Abstract

A workshop titled The Status of Gavia: Conservation in Black and White was held at the 5th North American Ornithological Conference on 14 August 2012, in Vancouver, British Columbia. The last such North American meeting focused on loons was at the American Ornithologist's Union meetings in Minneapolis in 1997. During the interim 15 years, our knowledge of this group of diving birds in North America has increased significantly. From the 2012 workshop, as well as from contributions of authors unable to attend, 15 papers are presented in this special issue under five broad headings: behavior, life history and population ecology, movements and migration, habitat and landscape requirements and contaminants.

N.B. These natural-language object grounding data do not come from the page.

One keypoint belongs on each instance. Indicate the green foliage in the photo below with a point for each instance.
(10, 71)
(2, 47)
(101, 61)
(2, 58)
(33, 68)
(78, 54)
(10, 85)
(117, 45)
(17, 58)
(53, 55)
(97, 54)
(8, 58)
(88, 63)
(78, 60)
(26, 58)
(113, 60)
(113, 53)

Some highlights include the first data on sex ratios in Common Loon (Gavia immer) chicks, the first adult survival estimates for Red-throated Loons (G. stellata), and first reports of mercury exposure in Yellow-billed Loons (G. adamsii) from Alaska and Canada. In addition, a new long-distance migration record for the Common Loon, a landscape assessment of Common Loons in Massachusetts, and oil concentrations in loons wintering in Barataria Bay, Louisiana (one of the areas hit hardest by the Deepwater Horizon Oil Spill) are documented. We hope this collection of papers will be useful to researchers and wildlife managers in North America and abroad.